- Akuşağı Location in Turkey
- Coordinates: 38°42′28″N 38°34′45″E﻿ / ﻿38.7079°N 38.5793°E
- Country: Turkey
- Province: Elazığ
- District: Baskil
- Population (2021): 164
- Time zone: UTC+3 (TRT)

= Akuşağı, Baskil =

Village in central Turkey

Akuşağı (Axan) is a village in the Baskil District of Elazığ Province in Turkey. The village is populated by Kurds of the Zeyve tribe and had a population of 164 in 2021. It was reported as having around 70 households in the 2010s.

== History ==
The village is home to two different archaeological sites, no references to either of which have been identified in historical documents. The first, known as Akuşağı Höyük I, is located at the entrance of the village on the approach from Baskil. It consists of a mound of 10 m in height, with an area of 80x80 m. Several ceramics, dating back to the Chalcolithic period, Early Bronze Age and Hellenistic period were identified at this site. The second site is at the exit from the village leading towards Karakaya Dam and measures 120 m x 80 m in size. This site had been less well-preserved due to a nowadays dry stream on the southern part as well as the villagers having cleared some stones to allow agriculture. Ceramics from the Early Bronze Age and the Hellenistic period were identified there.

The name Akuşağı, of Turkish provenance, is attested in the Ottoman-era records of the village.

== Geography ==
The village is located near the Karaleylek and Saklıkapı canyons, the latter of which was discovered in 2019 when a villager was collecting mushrooms.

Parts of the village's territory fall within the Kırkgeçit Formation, and studies of the sediments around the village have revealed certain differences to other areas of the formation.

=== Hamlets ===
The hamlets of Aşağıgeçit, Cebrail, Dervişdere, Doruk, Gölgeli, Hacıtemur, İncikler, Konuklu, Öteşaluşağı, Tepecik, Yukarı Ciğdem and Yukarıgeçit are attached to the village.

Konuklu (also known as "Konuk") was initially settled by the Zeyve tribe as a separate village and was historically known as "Şeyhan". It merged later into the village of Akuşağı.

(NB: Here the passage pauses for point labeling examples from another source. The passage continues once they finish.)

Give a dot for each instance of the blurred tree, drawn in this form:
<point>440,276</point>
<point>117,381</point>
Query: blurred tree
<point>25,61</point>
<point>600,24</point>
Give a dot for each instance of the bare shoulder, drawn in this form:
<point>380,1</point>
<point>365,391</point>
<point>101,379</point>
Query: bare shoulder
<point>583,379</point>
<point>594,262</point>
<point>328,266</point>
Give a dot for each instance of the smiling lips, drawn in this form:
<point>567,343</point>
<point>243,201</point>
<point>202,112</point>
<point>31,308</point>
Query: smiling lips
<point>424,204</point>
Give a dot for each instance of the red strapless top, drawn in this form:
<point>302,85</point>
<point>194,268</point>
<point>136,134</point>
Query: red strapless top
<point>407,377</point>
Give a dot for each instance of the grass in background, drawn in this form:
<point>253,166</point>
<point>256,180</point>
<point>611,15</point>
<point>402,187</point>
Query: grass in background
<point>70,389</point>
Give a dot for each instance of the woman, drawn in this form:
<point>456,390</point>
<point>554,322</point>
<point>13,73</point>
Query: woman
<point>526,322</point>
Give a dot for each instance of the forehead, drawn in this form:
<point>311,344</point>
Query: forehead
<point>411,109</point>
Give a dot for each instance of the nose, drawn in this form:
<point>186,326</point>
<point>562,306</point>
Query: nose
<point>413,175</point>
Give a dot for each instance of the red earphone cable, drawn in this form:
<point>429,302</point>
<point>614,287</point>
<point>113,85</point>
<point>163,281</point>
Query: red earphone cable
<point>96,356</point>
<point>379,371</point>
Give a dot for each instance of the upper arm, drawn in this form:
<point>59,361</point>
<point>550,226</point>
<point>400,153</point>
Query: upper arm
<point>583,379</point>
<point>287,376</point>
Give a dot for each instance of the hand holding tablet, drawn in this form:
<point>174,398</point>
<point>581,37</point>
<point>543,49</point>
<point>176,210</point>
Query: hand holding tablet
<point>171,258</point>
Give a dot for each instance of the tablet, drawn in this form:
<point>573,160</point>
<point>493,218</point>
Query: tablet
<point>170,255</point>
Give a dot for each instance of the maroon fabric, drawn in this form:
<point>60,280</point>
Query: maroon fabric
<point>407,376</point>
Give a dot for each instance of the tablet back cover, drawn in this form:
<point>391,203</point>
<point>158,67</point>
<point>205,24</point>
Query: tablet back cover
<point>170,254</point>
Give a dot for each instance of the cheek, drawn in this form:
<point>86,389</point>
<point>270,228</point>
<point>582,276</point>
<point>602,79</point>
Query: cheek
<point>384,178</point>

== Economy and infrastructure ==
Growing apricots has traditionally been a source of income for the villagers, but a drought in 2014 led to hundreds of apricot trees drying out. Walnut trees, an alternative source of income supported by the Turkish government, also dried out. The drought also threatened reliable access to drinking water, as the village fountain, normally the main supply, had dried up for the first time since the 1990s. With their livelihoods under threat, villagers, particularly young people, left their village en masse to seek work elsewhere. Some inhabitants attempted to sell their apricot orchards to no success, others sought alternative livelihoods by working in mines.

In response, the State Hydraulic Works started building a reservoir in the village, the foundations being laid by the Turkish Minister of Agriculture, Veysel Eroğlu in 2014. The reservoir was originally projected to cost ₺4 million, but ended up costing more than ₺11 million by the time it was completed in 2017. It became functional in 2018 and is expected to hold 2,66 million m^{3} of water, irrigating 1,490 decares.

Another agricultural activity is the production of tomato paste (salça) from the locally produced, organic tomatoes, of which the seeds have been passed down the generations. The village women are traditionally tasked with producing this paste after the harvest at the end of the summer, and cans are sent to relatives of the villagers across Turkey. The village is also one of the more important centres for barley production and cattle husbandry in the district of Baskil.

The discovery of the canyons boosted local tourism, with enthusiasts across the country contacting villagers to arrange visits. The villagers have acted as tour guides for these tourists. The road towards the canyons becomes a narrow dirt track after the neighbourhood of Aşağıgeçit, and as this has on occasion proved impassable, villagers have used their tractors as a means of transport for the tourists.

The roads in and around Akuşağı were rebuilt in 2021 to make the village easier to access.

== Culture ==
The village is home to the two tombs of two sheikhs, Şeyh Yusuf Baba and Şeyh Sait. These are regarded by the locals as holy sites. Şeyh Sait's tomb is located at the neighbourhood of Dervişdere, on a rural road. His house is also preserved at the village, containing his sword and other artefacts belonging to him.